Optimization starts with data. If you start by analysing the current customer journey you will create a marketing strategy based on what your customers want, not what you want people to do on your website.

So how does that work? How do you analyse the current customer journey?

The easiest way is to analyse your Google Analytics data, and transform the vague statement ‘customer journey’ into a clear number (or percentage).

Naturally not all businesses have a similar customer journey, we will mention two basic ones below.

1.1 If you have a webshop, you can use the conversion ratio of ecommerce as a starting point. You will then analyse the moment someone visits your website, until they become a customer. However, you will also want to analyse one step before that. Ideally, an ecommerce customer journey starts the moment someone sees your advertisement ? until they become a customer. Which could very well be around 0,01%

1.2 If the goal is to generate leads, your customer journey is more difficult to analyse. A large part of your customer’s journey is happening offline. You will first need to map the stages that are happening both online and offline, so you can calculate the total customer journey from start to end in a clear number (or percentage)

We have created a case study were growth hacking is done at a business, named OPTI, similar to example 1.2, the goal was to generate leads. Their customer journey from start to end was 0,001696%. Meaning that on average 58.962,26 people had to visit the website to generate one customer. (To put that in perspective, the company sells software packages between $6.000 and $40.000)

Step 2: Dissect the customer journey into different business processes

In the previous example we found that OPTI’s customer journey is 0,001696%. While this is good to know, where do you start if you want to increase this percentage?

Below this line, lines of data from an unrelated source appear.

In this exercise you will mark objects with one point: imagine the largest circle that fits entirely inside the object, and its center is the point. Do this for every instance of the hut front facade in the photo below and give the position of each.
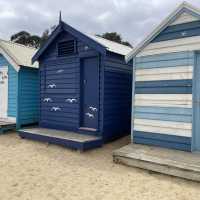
(19, 86)
(85, 87)
(166, 91)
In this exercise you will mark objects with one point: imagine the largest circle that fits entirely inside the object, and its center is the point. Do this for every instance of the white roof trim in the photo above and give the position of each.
(10, 60)
(162, 25)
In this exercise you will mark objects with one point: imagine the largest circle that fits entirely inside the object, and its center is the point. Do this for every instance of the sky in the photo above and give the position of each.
(132, 19)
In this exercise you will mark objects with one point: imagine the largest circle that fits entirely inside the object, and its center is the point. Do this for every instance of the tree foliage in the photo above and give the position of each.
(27, 39)
(116, 37)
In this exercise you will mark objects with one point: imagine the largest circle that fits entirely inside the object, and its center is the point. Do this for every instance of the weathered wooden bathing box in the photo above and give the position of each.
(166, 92)
(85, 90)
(19, 86)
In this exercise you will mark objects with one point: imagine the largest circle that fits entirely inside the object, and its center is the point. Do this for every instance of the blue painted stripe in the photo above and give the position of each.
(164, 110)
(176, 31)
(166, 57)
(166, 63)
(164, 114)
(167, 141)
(164, 87)
(164, 117)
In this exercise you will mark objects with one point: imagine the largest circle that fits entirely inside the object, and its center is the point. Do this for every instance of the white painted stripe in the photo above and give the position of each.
(164, 100)
(177, 45)
(168, 73)
(163, 127)
(184, 18)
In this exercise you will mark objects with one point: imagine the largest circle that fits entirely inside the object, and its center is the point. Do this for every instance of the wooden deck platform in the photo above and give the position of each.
(171, 162)
(6, 125)
(68, 139)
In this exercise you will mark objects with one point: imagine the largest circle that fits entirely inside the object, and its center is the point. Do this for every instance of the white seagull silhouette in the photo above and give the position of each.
(47, 100)
(71, 100)
(93, 109)
(60, 71)
(52, 86)
(55, 109)
(89, 115)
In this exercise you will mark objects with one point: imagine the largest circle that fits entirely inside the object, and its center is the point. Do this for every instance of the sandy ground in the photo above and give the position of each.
(33, 170)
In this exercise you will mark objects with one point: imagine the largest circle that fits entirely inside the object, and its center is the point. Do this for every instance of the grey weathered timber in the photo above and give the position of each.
(167, 161)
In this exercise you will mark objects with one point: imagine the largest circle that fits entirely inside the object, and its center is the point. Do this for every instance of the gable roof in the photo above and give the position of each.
(98, 43)
(183, 8)
(112, 46)
(17, 54)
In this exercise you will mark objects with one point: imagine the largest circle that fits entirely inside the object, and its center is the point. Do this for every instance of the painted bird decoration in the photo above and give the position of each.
(71, 100)
(55, 109)
(52, 86)
(89, 115)
(47, 100)
(60, 71)
(93, 109)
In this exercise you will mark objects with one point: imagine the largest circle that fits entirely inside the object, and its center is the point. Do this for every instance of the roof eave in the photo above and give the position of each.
(179, 10)
(63, 26)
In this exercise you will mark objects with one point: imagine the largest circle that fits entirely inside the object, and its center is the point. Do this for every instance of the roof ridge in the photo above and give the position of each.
(17, 44)
(112, 41)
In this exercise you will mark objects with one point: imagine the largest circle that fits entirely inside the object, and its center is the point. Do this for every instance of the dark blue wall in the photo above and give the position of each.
(114, 88)
(117, 97)
(67, 85)
(28, 96)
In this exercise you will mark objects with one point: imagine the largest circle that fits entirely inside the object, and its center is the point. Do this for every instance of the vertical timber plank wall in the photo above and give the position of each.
(12, 87)
(117, 97)
(28, 108)
(59, 81)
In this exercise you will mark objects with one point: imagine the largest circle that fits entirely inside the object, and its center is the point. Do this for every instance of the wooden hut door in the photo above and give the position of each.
(3, 92)
(90, 93)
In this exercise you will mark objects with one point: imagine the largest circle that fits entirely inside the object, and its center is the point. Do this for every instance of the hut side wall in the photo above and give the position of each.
(163, 100)
(12, 87)
(28, 102)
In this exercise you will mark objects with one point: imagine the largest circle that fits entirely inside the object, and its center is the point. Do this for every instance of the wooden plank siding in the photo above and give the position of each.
(12, 87)
(117, 97)
(59, 81)
(28, 91)
(163, 100)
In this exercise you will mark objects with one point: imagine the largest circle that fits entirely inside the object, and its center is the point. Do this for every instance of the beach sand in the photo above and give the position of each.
(32, 170)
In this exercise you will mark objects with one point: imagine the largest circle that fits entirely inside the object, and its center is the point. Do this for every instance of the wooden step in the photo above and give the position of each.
(65, 138)
(6, 125)
(167, 161)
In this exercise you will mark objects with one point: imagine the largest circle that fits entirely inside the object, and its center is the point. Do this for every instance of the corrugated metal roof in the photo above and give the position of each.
(112, 46)
(21, 54)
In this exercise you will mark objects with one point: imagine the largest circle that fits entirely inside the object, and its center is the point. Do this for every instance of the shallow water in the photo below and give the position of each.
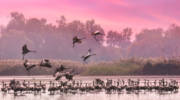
(93, 96)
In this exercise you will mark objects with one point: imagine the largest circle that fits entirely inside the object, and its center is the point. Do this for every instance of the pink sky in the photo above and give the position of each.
(111, 14)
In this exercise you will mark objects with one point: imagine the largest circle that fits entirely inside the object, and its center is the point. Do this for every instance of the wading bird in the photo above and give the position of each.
(45, 63)
(25, 50)
(88, 55)
(77, 40)
(59, 70)
(28, 66)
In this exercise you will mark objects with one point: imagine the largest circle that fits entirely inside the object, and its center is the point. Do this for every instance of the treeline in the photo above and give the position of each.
(122, 67)
(55, 41)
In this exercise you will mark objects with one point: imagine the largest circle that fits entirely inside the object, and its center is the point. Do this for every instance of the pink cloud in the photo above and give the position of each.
(111, 14)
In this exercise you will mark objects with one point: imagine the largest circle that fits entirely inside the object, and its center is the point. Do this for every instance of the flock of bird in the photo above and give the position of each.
(109, 86)
(60, 71)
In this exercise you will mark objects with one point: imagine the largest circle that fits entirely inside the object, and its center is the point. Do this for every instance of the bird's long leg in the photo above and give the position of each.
(23, 57)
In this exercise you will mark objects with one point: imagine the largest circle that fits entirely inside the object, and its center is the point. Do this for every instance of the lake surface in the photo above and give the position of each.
(92, 96)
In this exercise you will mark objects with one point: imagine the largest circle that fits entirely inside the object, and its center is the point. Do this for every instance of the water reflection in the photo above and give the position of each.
(122, 95)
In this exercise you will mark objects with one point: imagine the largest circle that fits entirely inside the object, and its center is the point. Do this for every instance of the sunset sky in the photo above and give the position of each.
(111, 14)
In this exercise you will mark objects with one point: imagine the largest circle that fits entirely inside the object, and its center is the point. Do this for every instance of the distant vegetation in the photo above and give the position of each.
(122, 67)
(54, 41)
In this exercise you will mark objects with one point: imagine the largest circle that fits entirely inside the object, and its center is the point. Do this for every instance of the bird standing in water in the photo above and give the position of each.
(59, 70)
(77, 40)
(45, 63)
(25, 50)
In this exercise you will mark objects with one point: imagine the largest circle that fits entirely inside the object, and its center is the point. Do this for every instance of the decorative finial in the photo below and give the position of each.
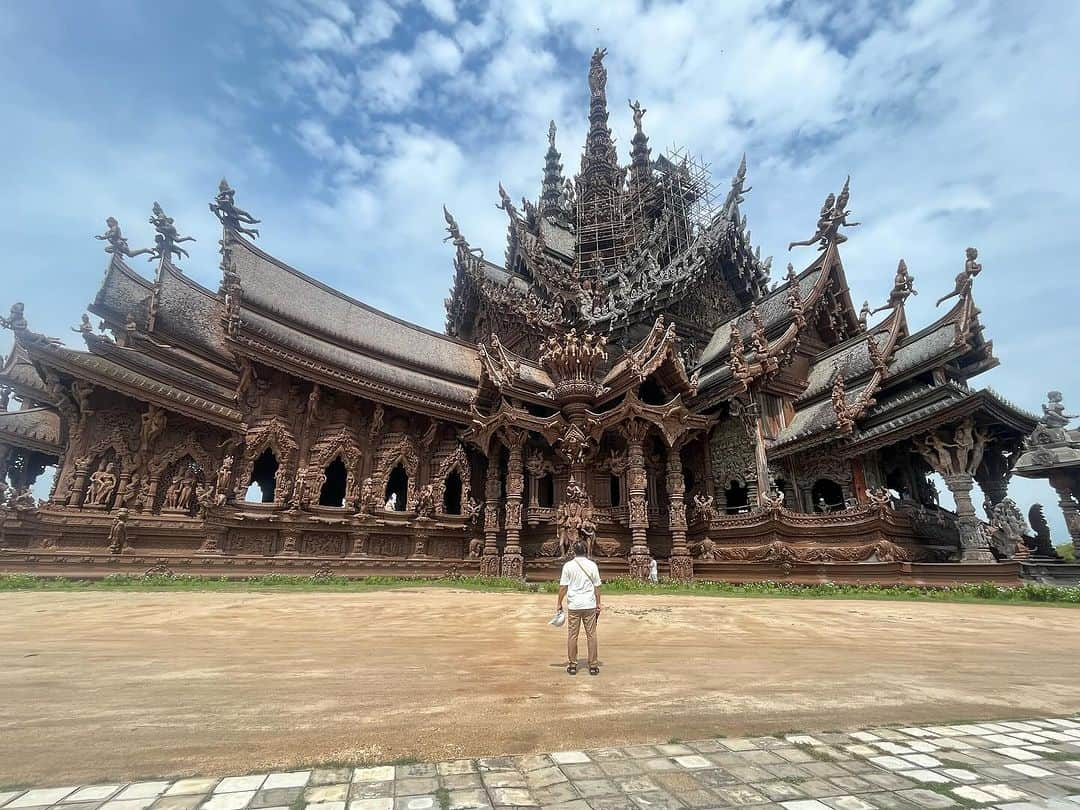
(118, 245)
(903, 285)
(1053, 412)
(963, 281)
(834, 215)
(864, 315)
(167, 238)
(597, 73)
(232, 218)
(638, 112)
(16, 322)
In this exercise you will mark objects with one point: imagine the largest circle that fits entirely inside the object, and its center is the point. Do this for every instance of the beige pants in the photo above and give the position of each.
(575, 620)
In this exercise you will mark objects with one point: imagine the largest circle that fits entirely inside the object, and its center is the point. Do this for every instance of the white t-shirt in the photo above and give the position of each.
(580, 576)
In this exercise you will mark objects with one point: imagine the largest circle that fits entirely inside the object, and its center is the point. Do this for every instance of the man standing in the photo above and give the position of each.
(580, 586)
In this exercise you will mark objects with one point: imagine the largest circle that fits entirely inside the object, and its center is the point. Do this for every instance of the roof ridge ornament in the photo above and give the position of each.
(16, 322)
(903, 286)
(730, 208)
(118, 245)
(553, 199)
(964, 279)
(834, 215)
(167, 238)
(232, 218)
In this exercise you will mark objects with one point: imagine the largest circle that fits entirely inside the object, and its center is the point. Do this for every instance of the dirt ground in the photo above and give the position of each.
(100, 686)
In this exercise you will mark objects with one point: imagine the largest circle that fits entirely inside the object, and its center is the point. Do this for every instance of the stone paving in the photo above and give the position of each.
(1008, 765)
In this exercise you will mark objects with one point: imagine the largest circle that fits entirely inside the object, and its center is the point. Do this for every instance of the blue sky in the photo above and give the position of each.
(347, 125)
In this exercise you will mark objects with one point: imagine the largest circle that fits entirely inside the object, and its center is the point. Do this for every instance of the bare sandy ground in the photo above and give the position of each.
(97, 686)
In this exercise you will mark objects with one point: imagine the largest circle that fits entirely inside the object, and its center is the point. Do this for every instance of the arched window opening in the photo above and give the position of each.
(451, 494)
(615, 487)
(262, 475)
(396, 489)
(545, 490)
(651, 393)
(688, 480)
(896, 481)
(826, 496)
(333, 491)
(737, 497)
(780, 484)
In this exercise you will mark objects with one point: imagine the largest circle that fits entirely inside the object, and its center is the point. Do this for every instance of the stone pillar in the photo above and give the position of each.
(489, 562)
(1067, 502)
(974, 547)
(993, 478)
(682, 563)
(640, 559)
(513, 563)
(421, 526)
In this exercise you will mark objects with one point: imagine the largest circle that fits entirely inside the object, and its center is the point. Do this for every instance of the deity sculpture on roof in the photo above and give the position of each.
(227, 212)
(118, 245)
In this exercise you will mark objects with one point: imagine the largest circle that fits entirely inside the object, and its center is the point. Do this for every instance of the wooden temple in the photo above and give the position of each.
(629, 376)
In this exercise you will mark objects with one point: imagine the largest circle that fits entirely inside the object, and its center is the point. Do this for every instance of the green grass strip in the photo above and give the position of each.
(985, 592)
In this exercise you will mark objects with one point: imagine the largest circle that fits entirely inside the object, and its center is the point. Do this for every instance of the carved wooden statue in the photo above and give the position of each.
(102, 484)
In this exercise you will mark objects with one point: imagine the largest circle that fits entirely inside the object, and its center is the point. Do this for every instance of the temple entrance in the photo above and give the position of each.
(737, 498)
(615, 489)
(333, 491)
(262, 475)
(826, 496)
(396, 489)
(451, 494)
(545, 490)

Well, you first need to know at what exact step in the customer journey people decide not to buy the software. We have named this ‘dissecting the customer journey’. For OPTI we dissected the complete customer journey into the following steps.

(Note Level 4 for should be 1.696)

We have now created a clear overview of where ‘growth can be hacked’, or where optimization should start. Only 1% of visitors of OPTI’s website complete the goal (filling in a form) and become a lead.

Step 3: Convert data into action

When analysing why only 1% of people after visiting the website filled in a form, we noticed that OPTI was using their information related homepage as a landing page. It was not conversion oriented at all.

We started using conversion oriented landing pages, and the conversion rate increased from 1% to 2,14%. Which is a gigantic increase, we more than doubled the amount of people moving from one phase of the customer journey to the next.